Statistical analysis

Sensitivity, specificity, positive predictive value, negative predictive value, and accuracy were determined for clinical examination, CT and PET-CT in assessing treatment response using pathological response as the gold standard. The Mann Whitney U test was used to compare SUVs on PET-CT, size of tumor on clinical examination and CT between pCR and non-pCR group and between pR and non-pR. For all tests, an alpha error up to 5% (P< 0.05) was considered significant. Receiver operating curve (ROC) analyses was used to determine the optimal cut-off values of change in SUV that better discriminate pCR from non-pCR, and pR from non-pR patients.

Results

During the study period a total of 30 patients were eligible, of which 26 patients completed NACT and underwent surgery.
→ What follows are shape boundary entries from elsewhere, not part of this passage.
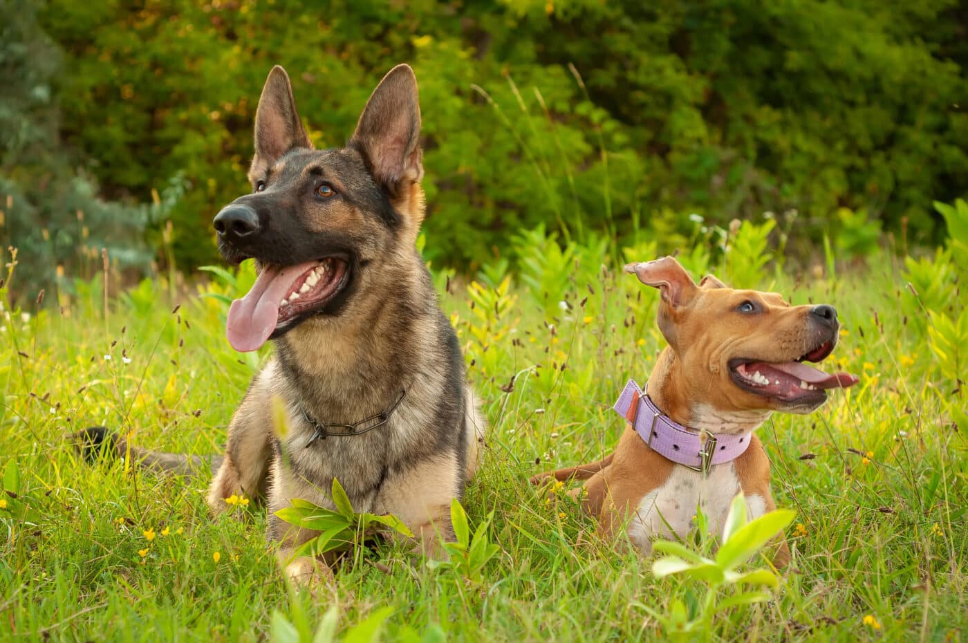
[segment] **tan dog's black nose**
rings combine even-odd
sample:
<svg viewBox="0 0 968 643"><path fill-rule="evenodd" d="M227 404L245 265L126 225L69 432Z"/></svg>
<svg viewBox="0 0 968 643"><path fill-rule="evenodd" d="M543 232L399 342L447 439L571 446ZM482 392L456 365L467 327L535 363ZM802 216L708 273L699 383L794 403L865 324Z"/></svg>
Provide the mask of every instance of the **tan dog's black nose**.
<svg viewBox="0 0 968 643"><path fill-rule="evenodd" d="M810 309L810 312L817 317L818 322L831 328L836 328L839 325L837 322L837 309L830 304L814 306Z"/></svg>
<svg viewBox="0 0 968 643"><path fill-rule="evenodd" d="M212 225L220 238L238 241L258 232L258 214L248 205L227 205L215 216Z"/></svg>

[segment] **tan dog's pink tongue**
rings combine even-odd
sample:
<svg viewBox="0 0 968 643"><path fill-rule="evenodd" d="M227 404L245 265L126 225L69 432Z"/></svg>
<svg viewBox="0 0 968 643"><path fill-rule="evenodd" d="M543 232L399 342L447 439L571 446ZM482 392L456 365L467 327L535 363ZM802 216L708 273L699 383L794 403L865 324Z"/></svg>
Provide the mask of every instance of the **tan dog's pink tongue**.
<svg viewBox="0 0 968 643"><path fill-rule="evenodd" d="M228 309L226 334L233 349L248 352L265 344L265 340L276 329L279 303L289 294L295 280L316 264L316 261L309 261L285 267L262 267L262 272L248 294L233 301Z"/></svg>
<svg viewBox="0 0 968 643"><path fill-rule="evenodd" d="M818 388L846 388L858 383L856 376L847 373L831 375L802 362L757 362L746 365L747 371L768 369L786 373Z"/></svg>

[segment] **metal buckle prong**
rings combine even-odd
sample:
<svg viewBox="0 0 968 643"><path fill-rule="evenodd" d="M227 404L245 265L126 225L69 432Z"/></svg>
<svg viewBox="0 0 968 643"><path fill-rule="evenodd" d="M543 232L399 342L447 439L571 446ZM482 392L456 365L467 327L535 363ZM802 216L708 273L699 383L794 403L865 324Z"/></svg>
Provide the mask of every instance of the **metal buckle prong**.
<svg viewBox="0 0 968 643"><path fill-rule="evenodd" d="M699 466L690 467L689 465L684 465L686 469L698 471L703 475L710 473L710 466L712 464L712 456L716 452L716 437L711 433L705 433L705 435L706 442L703 443L703 448L699 451Z"/></svg>

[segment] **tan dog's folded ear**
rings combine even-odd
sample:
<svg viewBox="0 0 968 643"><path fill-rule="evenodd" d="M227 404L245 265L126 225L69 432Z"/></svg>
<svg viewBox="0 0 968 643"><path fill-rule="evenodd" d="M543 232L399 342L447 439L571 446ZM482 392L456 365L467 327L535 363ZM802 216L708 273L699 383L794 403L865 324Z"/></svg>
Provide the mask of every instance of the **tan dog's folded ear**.
<svg viewBox="0 0 968 643"><path fill-rule="evenodd" d="M726 288L726 284L716 279L715 275L706 275L705 277L699 280L699 288L707 288L707 289Z"/></svg>
<svg viewBox="0 0 968 643"><path fill-rule="evenodd" d="M625 272L634 273L646 286L659 289L662 301L673 308L689 301L696 292L696 282L685 268L672 257L653 261L627 263Z"/></svg>

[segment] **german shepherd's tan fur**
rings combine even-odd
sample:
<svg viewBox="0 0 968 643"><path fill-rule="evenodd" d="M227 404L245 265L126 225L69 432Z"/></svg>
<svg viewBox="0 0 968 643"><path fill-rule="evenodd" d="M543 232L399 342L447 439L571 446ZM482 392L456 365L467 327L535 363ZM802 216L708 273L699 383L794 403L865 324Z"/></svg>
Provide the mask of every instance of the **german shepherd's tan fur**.
<svg viewBox="0 0 968 643"><path fill-rule="evenodd" d="M256 117L254 193L223 210L257 215L254 234L219 229L227 260L253 258L265 270L334 256L349 275L321 309L276 328L275 354L232 417L225 457L212 462L208 505L224 510L233 494L264 500L269 538L280 542L280 559L293 577L329 571L321 561L290 560L293 548L315 536L274 515L291 499L332 506L336 477L354 509L396 514L433 554L439 537L453 536L451 499L477 465L484 420L415 249L424 217L419 130L416 79L401 65L374 91L346 147L315 150L288 77L276 67ZM319 180L328 187L314 188ZM322 423L352 423L387 411L402 390L384 425L307 446L315 429L303 412ZM282 438L273 430L274 399L286 410ZM113 444L127 450L117 438ZM177 472L201 460L130 452L148 467Z"/></svg>

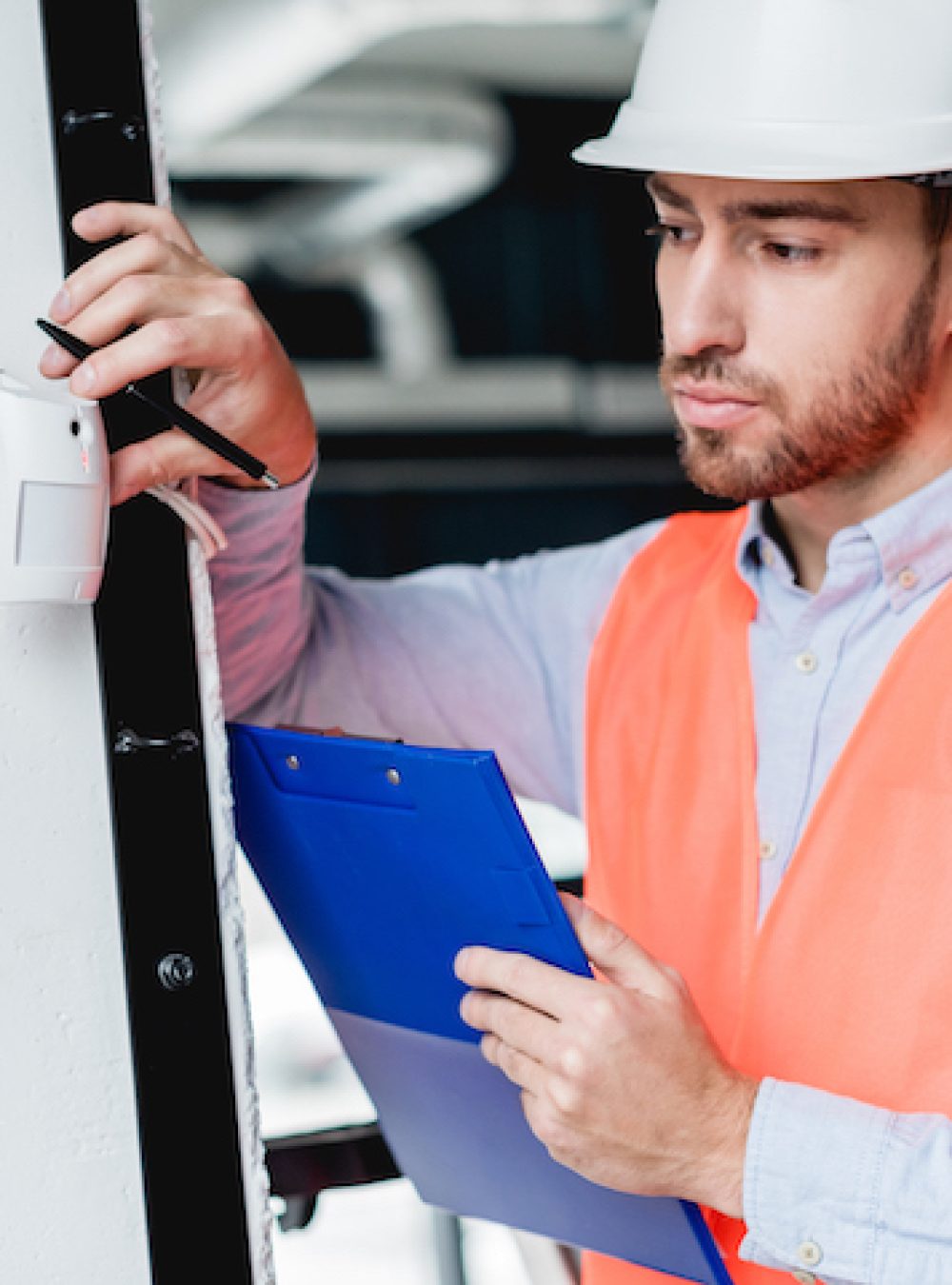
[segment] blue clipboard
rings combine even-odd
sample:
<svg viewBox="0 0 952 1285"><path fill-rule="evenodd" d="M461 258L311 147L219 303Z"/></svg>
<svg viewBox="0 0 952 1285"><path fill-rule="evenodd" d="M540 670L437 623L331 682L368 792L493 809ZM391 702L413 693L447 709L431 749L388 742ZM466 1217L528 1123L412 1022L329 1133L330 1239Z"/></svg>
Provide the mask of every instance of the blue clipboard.
<svg viewBox="0 0 952 1285"><path fill-rule="evenodd" d="M731 1285L696 1205L552 1160L459 1016L463 946L591 975L495 754L247 725L229 740L242 847L420 1196Z"/></svg>

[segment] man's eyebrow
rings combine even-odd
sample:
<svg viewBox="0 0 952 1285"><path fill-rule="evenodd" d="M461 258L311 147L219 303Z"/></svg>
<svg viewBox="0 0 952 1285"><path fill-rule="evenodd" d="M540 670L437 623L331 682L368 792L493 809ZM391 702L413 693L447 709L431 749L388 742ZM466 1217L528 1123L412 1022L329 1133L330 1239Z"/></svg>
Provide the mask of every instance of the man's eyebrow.
<svg viewBox="0 0 952 1285"><path fill-rule="evenodd" d="M861 227L866 218L848 206L834 200L800 198L790 200L737 200L721 206L721 217L728 224L745 221L772 222L777 218L806 218L820 224Z"/></svg>
<svg viewBox="0 0 952 1285"><path fill-rule="evenodd" d="M672 206L674 209L683 209L686 215L698 213L694 208L692 200L680 193L676 188L672 188L664 179L659 179L657 173L653 173L651 177L645 181L645 188L648 189L648 194L650 197L654 197L655 200L663 200L666 206Z"/></svg>
<svg viewBox="0 0 952 1285"><path fill-rule="evenodd" d="M686 215L698 213L694 202L666 179L651 175L645 186L655 200L681 209ZM806 218L820 224L839 224L842 227L861 227L867 220L854 209L836 200L821 200L817 197L791 197L776 200L736 200L721 206L721 217L728 224L744 221L771 222L779 218Z"/></svg>

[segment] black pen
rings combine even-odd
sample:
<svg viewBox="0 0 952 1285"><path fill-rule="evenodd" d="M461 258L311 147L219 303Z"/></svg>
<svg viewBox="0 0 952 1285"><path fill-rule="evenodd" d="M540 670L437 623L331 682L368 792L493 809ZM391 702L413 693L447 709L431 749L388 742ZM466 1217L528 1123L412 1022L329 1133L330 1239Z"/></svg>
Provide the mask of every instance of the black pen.
<svg viewBox="0 0 952 1285"><path fill-rule="evenodd" d="M68 330L63 330L62 326L46 321L44 317L37 317L36 324L50 339L55 339L60 348L66 348L71 356L78 357L81 361L96 352L93 344L86 343ZM272 491L279 486L278 478L274 473L269 473L267 465L257 459L257 456L242 450L235 442L230 442L227 437L222 437L221 433L217 433L190 411L173 402L171 397L168 401L164 397L153 397L150 393L144 393L135 383L126 384L122 392L128 393L130 397L136 397L140 402L145 402L146 406L152 406L161 415L166 415L173 424L188 433L189 437L194 437L202 446L207 446L209 451L215 451L216 455L242 469L243 473L247 473L249 478L254 478L256 482L263 482Z"/></svg>

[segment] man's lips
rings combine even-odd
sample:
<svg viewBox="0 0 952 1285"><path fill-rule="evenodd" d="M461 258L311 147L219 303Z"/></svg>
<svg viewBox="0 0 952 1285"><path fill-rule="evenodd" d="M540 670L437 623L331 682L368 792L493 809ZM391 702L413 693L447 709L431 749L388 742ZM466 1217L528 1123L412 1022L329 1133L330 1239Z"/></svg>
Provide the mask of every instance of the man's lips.
<svg viewBox="0 0 952 1285"><path fill-rule="evenodd" d="M719 384L678 382L672 393L681 419L694 428L736 428L761 405L755 397L744 396Z"/></svg>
Mean age was 49 years, majority were postmenopausal (16 of 30) and 15 women had hormone receptor positive and 9 had triple negative tumors. The timing of reassessment PET-CT was after 2 cycles in 11, after 3 cycles in 9 and after 4 cycles in 6 patients. On histopathological examination 14 (54%) patients had pathological response and 12 (46%) had no response. Pathological complete response (pCR) was seen in 4 (15%) patients, RCB class I in none, II in 10 (39%) and III was present in 12 (46%) patients.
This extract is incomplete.